0
votes

I have a data frame DF in which I want to insert new column called Stage by comparing with the data frame DF1 columns Col1,Col2,Col3,Col4,Col5,Col6. Below is my sample data format

Col1=c("ABCD","","","","wxyz","")
Col2=c("","","MTNL","","","")
Col3=c("","PQRS","","","","")
Col4=c("","","","","","")
Col5=c("","","","","","")
Col6=c("","","","","","EFGH")

DF=data.frame(Col1,Col2,Col3,Col4,Col5,Col6)

Style=c("ABCD","WXYZ","PQRS","EFGH")
DF1=data.frame(Style)

Stage=c(1,1,3,6)
DFR=data.frame(Style,Stage)

DFR would be my resulting data frame. Can Some one help me to solve this.

3

3 Answers

1
votes

A tidyverse method:

library(tidyverse)

DFR <- DF %>% 
  mutate(across(everything(), ~na_if(., ""))) %>% 
  pivot_longer(cols = everything(),
               names_to = "Stage",
               values_to = "Style",
               values_drop_na = T) %>% 
  filter(Style %in% c("ABCD","WXYZ","PQRS","EFGH"))%>%
  mutate(Stage = as.integer(gsub("Col", "", Stage)))

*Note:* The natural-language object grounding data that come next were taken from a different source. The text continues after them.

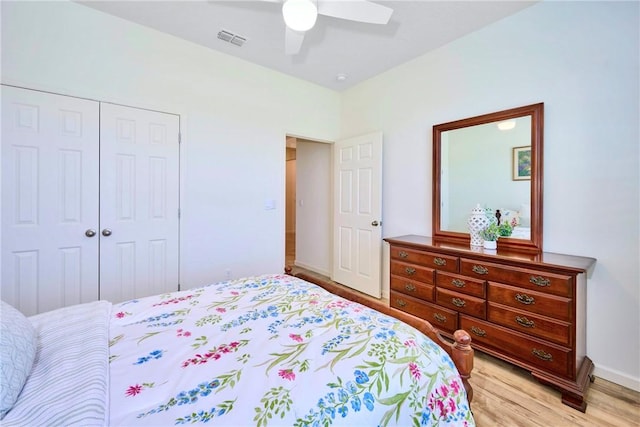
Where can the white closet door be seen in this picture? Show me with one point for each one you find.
(139, 190)
(49, 200)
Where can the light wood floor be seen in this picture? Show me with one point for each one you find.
(505, 395)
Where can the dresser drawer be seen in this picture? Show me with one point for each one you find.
(412, 271)
(441, 318)
(413, 288)
(461, 302)
(462, 284)
(528, 323)
(536, 352)
(531, 301)
(531, 279)
(428, 259)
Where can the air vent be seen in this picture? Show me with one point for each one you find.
(231, 38)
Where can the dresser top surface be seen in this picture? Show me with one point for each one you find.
(550, 259)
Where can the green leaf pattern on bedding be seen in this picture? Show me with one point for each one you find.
(274, 350)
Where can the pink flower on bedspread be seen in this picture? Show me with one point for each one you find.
(455, 385)
(133, 390)
(295, 337)
(215, 353)
(174, 300)
(415, 371)
(287, 374)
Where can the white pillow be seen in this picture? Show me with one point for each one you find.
(18, 344)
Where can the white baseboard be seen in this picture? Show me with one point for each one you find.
(617, 377)
(312, 268)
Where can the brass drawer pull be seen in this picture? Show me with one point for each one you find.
(479, 332)
(523, 321)
(458, 302)
(540, 281)
(480, 269)
(410, 287)
(525, 299)
(439, 261)
(439, 317)
(458, 283)
(541, 354)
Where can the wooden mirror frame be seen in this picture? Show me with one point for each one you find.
(536, 111)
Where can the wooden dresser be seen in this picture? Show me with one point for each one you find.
(527, 309)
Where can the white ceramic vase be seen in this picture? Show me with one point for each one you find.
(477, 222)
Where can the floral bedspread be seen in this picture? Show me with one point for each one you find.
(274, 350)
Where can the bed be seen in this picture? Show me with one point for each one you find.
(270, 350)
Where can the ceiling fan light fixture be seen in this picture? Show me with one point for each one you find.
(300, 15)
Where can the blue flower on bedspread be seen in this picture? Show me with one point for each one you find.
(371, 367)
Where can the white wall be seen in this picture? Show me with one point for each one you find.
(581, 60)
(235, 116)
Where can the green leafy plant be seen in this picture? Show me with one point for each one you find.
(491, 232)
(505, 229)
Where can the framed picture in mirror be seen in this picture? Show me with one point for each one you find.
(522, 163)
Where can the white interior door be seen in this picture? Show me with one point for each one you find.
(139, 200)
(49, 200)
(357, 224)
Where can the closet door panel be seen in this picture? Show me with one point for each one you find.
(139, 188)
(49, 200)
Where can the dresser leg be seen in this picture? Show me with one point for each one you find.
(573, 393)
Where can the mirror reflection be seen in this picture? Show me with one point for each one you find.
(494, 161)
(489, 165)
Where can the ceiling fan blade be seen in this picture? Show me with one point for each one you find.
(292, 41)
(355, 10)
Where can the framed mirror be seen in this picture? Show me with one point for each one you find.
(495, 161)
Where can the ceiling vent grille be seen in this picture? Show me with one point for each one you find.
(231, 38)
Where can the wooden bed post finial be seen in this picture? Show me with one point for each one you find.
(462, 355)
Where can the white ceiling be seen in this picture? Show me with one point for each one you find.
(334, 46)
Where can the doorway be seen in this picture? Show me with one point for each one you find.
(308, 193)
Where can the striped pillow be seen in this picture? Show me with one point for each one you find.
(69, 381)
(18, 343)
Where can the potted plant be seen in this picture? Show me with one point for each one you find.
(505, 229)
(490, 235)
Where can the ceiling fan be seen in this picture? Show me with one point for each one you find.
(300, 16)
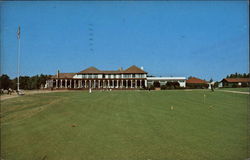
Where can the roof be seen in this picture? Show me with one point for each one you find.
(166, 78)
(90, 70)
(64, 75)
(93, 70)
(232, 80)
(134, 69)
(195, 80)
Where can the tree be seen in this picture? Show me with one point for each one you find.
(5, 82)
(156, 84)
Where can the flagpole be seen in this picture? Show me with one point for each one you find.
(18, 62)
(18, 59)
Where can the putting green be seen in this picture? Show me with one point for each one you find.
(126, 125)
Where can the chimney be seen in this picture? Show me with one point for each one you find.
(58, 73)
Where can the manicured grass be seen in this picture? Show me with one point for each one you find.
(125, 125)
(246, 89)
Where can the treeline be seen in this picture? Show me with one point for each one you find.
(26, 82)
(238, 75)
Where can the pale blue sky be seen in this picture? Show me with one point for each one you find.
(207, 39)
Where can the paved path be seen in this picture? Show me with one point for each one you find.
(234, 91)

The first mutate call replaces your blank values with NA. Then I pivot your table to long format and drop NA values, before filtering for only the Style values you're interested in (these can be saved in a vector instead to make the code cleaner, but here the column and your vector are named the same so I didn't want to make it confusing). The second mutate call is optional, it removes "Col" from each of your Stage values and converts the column to the type integer.

1
votes

You can join the data after getting it into long format.

library(dplyr)
library(tidyr)

DF %>%
  pivot_longer(cols = everything()) %>%
  right_join(DF1, by = c('value' = 'Style'))

#  name  value
#  <chr> <chr>
#1 Col1  ABCD 
#2 Col3  PQRS 
#3 Col6  EFGH 
#4 NA    WXYZ 
0
votes

I tried to solve this by below way and it is working

DF <- DF %>% 
  mutate(across(everything(), ~na_if(., "")))

DFR=DF1
DFR$Stage=ifelse(is.na(DF1$Style),NA,ifelse(DF1$Style %in% DF$Col1,1,
                                            ifelse(DF1$Style %in% DF$Col2,2,
                                                   ifelse(DF1$Style %in% DF$Col3,3,
                                                          ifelse(DF1$Style %in% DF$Col4,4,
                                                                 ifelse(DF1$Style %in% DF$Col5,5,
                                                                        ifelse(DF1$Style %in% DF$Col6,6,NA)))))))